The current system is untenable, and everyone knows it, despite the fact that migration has slowed from its height during the crisis in 2015 and 2016.
Malta has its own stringent immigration rules, and currently the ad hoc deals with other countries rely on keeping people in limbo, often in dangerous conditions, until agreements are hashed out. Now, with Italian ports closed, even more pressure falls on the island nation. And Malta is already the EU’s most densely populated state, with a population of less than five hundred thousand on a land area encompassing only 122 square miles.
“When he closed the ports, he dramatically increased the pressure on Malta”, said Gerald Knaus, the founding chairman of the European Stability Initiative. “But everybody in Europe knows that Malta cannot be the place where you can disembark people to stay in large numbers.”

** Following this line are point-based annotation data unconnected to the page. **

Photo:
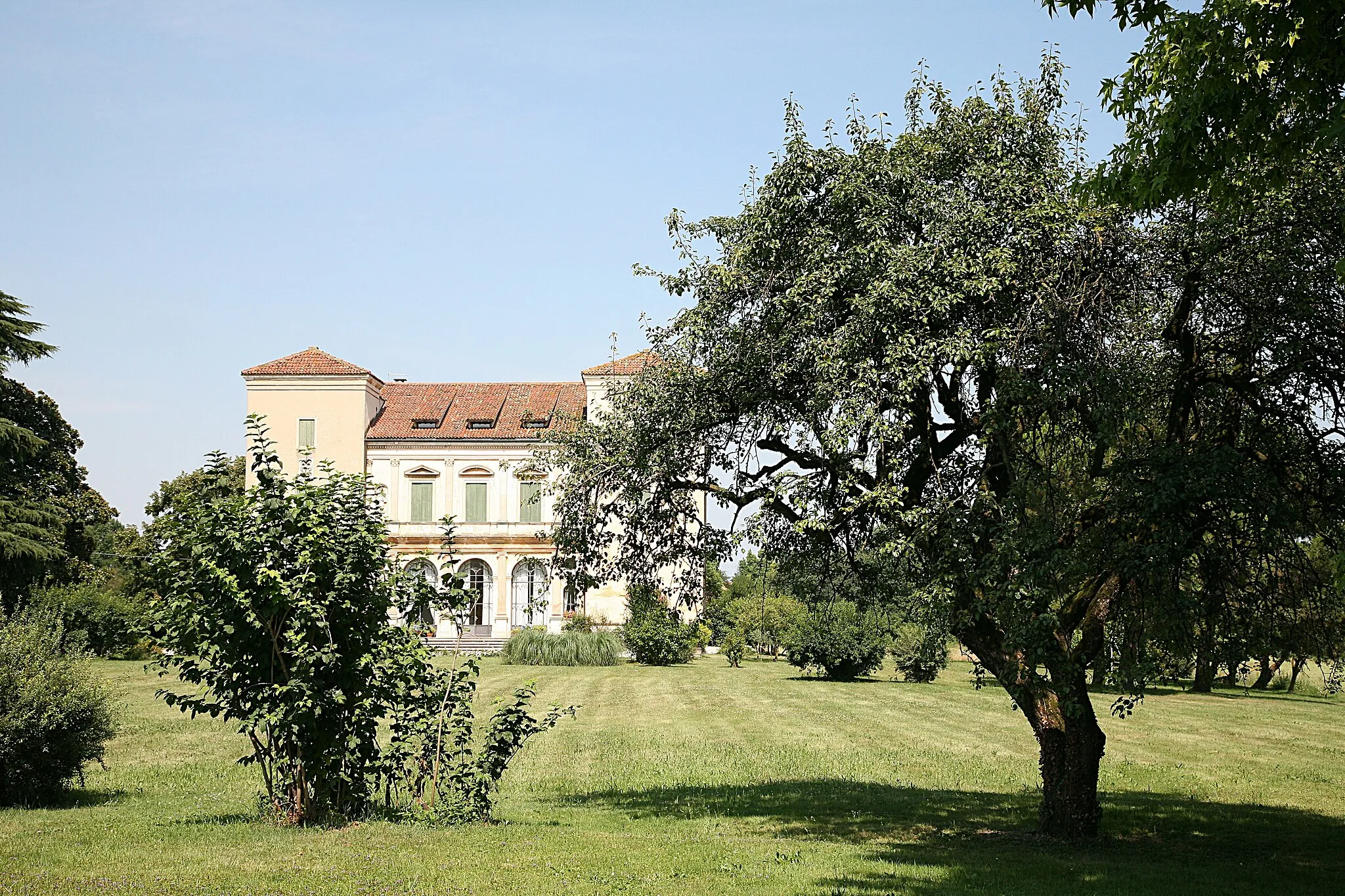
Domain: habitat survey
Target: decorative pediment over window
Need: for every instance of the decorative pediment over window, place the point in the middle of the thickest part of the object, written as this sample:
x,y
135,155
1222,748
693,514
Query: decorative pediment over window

Carlotta Weibl, a spokeswoman for the rescue group Sea-Eye, said, “Malta is a super tiny island, so they say of course we cannot take all the people on our own; other European member states have to take people as well”, she said. “These ad hoc solutions we have now, they waste a lot of time and resources and they place people in danger.”
The Italian and Maltese foreign ministers, Enzo Moavero and Carmelo Abela, issued a joint statement saying “it is no longer permissible to proceed on a case-by-case basis, seeking solutions in emergencies, with growing political difficulties and very serious hardships”, calling for a “permanent mechanism at the level of the European Union that faces all the sensitive questions concerning migration”, to be discussed at the EU’s next Foreign Affairs Council meeting later this month. Currently, in the absence of any EU-wide solution, Maltese Prime Minister Joseph Muscat is cooperating more often with French President Emmanuel Macron, to craft these ad hoc solutions more efficiently, even as Malta makes it more difficult for humanitarian organisations to keep boats there.
“At the moment, it’s a crisis every single time. And that’s not sustainable”, Knaus said. “It’s like a Greek tragedy and you already know the end.”